3. TFTP: Fast, efficient, requires IP connectivity. Suiteable for production code upgrade.
Of the available options, only TFTP file transfer was suitable to do what we wanted to accomplished. There were a number of TFTP servers available but being that I wrote Pinkie, I wouldn’t want to use any other TFTP server but Pinkie itself.
So how did we manage to upgrade 3 or more code versions on 300+ switches in under 16 hours change window? Preparation. Preparation was the key. Prior to the actual change window, we staged both primary and secondary firmware with the next code versions. If you are not familiar with Procurve firmware, they have to be upgraded sequentially since the firmware ties in with the boot-rom (I’ll explain in another blog post). When the change window came, we used our terminal client and SSH’ed into the switches, rebooted them while having Pinkie constantly pinging them. As soon as they came backup, we logged in again booted to the other image using the boot-system flash [primary/secondary] command. After they came up the second time around, we pushed the third and final firmware (for most of them) to the switches using copy tftp flash command and rebooted again. All the commands were prepared in little code snippets and pasted into the terminal client so it went rather smoothly.
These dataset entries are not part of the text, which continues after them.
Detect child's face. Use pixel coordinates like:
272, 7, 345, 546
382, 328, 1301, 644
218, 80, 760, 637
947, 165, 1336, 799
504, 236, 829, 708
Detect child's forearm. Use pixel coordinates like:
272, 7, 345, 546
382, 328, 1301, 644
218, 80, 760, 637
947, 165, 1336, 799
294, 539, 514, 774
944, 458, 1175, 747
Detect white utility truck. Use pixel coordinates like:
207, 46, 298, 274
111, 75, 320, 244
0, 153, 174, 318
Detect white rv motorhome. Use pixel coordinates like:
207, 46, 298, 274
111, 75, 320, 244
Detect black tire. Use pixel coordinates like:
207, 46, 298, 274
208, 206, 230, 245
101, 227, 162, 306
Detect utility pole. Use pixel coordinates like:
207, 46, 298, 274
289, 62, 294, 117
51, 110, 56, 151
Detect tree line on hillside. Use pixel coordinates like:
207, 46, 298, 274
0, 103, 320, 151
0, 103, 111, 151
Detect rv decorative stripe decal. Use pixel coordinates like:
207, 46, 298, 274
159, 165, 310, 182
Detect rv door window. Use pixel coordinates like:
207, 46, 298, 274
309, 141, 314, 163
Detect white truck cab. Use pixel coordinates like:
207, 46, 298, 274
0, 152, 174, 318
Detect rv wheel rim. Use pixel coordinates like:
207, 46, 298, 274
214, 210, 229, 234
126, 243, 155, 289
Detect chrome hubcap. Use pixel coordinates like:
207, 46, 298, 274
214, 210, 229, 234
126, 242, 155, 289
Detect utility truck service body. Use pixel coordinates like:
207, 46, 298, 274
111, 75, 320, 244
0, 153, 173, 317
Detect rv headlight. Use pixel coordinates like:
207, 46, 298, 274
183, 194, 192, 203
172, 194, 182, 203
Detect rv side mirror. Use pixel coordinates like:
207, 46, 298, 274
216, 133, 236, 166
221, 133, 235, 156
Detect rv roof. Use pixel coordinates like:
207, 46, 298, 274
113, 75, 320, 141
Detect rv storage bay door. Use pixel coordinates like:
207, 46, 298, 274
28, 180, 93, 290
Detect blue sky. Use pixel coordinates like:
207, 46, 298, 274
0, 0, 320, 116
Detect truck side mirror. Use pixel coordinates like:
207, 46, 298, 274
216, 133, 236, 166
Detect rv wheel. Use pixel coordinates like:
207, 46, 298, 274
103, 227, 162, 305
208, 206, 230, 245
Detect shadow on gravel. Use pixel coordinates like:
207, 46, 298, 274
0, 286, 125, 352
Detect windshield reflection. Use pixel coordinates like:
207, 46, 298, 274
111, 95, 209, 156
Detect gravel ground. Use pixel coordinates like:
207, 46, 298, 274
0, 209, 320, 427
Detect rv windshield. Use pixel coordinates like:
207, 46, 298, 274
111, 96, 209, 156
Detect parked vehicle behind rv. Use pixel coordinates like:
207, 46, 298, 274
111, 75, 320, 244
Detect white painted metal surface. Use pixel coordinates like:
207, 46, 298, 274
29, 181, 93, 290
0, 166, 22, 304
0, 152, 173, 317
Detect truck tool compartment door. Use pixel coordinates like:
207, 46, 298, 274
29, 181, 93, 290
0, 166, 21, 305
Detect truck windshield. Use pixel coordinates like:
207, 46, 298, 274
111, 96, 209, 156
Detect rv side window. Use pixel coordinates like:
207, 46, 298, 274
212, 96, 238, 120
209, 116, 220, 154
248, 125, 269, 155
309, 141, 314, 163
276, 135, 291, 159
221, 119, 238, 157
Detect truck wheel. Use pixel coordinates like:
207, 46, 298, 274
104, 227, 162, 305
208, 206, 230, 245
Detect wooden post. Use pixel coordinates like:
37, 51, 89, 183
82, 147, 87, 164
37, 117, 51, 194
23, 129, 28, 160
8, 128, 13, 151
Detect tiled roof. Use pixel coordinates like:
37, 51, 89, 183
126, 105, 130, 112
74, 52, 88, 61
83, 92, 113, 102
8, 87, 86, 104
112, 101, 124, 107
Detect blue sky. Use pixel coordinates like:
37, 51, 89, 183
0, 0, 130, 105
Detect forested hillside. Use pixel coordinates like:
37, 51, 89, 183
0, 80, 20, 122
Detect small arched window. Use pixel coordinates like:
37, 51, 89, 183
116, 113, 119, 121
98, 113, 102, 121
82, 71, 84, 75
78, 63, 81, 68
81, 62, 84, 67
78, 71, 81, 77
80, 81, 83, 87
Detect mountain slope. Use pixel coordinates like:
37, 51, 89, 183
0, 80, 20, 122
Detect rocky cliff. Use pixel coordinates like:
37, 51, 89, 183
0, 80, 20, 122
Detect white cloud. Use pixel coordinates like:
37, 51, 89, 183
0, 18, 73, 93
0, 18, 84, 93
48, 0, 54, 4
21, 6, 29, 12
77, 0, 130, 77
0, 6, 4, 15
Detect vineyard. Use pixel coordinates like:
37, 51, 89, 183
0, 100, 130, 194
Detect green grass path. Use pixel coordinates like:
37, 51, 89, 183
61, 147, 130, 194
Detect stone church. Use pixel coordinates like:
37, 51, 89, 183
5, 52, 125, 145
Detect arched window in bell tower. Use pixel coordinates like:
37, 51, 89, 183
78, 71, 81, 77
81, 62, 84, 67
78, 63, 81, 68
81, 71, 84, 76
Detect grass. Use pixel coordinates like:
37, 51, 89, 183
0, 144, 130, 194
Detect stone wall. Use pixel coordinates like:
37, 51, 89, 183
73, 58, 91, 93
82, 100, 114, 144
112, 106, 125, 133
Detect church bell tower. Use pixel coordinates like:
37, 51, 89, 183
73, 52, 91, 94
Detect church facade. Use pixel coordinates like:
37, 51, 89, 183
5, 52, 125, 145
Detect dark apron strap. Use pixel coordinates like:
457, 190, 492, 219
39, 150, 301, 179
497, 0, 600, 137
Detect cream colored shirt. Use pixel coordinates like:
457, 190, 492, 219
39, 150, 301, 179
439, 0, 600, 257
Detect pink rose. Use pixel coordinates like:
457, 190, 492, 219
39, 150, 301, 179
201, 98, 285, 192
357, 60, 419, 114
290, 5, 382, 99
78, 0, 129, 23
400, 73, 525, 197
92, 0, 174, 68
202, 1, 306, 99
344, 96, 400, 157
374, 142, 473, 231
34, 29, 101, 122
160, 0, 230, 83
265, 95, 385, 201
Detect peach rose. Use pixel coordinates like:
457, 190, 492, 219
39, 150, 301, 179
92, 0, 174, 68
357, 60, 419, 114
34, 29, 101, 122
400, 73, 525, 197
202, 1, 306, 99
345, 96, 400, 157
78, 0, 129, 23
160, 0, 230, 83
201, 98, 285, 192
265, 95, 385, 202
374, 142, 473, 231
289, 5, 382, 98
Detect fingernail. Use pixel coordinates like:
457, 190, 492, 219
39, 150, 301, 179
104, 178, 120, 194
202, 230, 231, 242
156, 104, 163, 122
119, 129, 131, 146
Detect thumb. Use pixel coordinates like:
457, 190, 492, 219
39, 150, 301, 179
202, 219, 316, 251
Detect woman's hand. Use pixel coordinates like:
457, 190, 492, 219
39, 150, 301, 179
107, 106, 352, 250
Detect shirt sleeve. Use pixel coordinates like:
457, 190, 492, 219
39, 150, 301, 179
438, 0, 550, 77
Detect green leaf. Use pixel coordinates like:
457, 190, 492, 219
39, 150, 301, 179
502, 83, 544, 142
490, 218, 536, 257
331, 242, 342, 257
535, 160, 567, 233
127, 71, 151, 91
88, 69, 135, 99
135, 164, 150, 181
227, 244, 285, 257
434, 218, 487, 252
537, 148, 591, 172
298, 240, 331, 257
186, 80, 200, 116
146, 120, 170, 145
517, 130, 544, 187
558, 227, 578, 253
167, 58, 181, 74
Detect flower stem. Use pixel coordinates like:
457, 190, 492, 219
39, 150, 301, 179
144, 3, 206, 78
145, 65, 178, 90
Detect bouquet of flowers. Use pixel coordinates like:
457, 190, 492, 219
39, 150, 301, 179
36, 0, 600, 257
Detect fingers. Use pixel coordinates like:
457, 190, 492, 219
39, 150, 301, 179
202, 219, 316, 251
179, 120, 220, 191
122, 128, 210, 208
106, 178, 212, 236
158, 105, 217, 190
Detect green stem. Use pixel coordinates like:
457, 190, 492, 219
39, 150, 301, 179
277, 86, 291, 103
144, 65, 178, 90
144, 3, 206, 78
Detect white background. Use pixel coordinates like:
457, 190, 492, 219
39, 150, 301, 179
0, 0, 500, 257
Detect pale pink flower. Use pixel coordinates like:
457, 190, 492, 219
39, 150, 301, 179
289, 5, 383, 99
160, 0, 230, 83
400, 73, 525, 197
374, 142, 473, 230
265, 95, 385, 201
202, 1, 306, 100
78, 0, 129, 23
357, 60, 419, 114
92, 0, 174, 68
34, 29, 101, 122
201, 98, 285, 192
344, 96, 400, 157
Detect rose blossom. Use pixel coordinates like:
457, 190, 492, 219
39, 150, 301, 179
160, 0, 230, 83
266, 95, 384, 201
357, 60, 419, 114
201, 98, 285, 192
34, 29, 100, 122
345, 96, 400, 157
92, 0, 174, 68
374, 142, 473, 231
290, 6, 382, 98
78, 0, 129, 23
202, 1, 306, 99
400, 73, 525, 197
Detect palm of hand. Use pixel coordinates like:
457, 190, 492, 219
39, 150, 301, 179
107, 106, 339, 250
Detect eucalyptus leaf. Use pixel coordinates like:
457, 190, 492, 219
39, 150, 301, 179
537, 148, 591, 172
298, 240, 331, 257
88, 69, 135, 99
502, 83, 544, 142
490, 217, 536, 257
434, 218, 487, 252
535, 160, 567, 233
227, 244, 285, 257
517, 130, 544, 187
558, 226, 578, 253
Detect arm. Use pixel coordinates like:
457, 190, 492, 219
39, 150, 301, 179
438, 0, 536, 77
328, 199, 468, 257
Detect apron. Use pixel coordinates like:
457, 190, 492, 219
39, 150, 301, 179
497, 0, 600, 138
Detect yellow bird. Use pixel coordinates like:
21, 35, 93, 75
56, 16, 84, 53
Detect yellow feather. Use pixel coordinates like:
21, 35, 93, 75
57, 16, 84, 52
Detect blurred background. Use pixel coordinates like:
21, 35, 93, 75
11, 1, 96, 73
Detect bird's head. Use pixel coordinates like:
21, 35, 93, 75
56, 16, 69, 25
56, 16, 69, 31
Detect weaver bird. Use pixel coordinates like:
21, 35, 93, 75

At some point during the operation we had pushed Pinkie so hard (there were some 30-40 simultaneous TFTP requests going at the same time) that it locked up the user interface. We thought for sure that it’s gonna crash but Pinkie hung in there and finished all TFTP file transfers even though the screen didn’t get updated for quite some time.
During the process, we ran into a number of issues. One Procurve 3500 yl switch had corrupted flash. We didn’t have time to repair the corrupted flash on the 3500 on the spot so we replaced the whole switch and opted to repair it later when we have some time on hand. And it was successfully repaired using x-modem file transfer the next day.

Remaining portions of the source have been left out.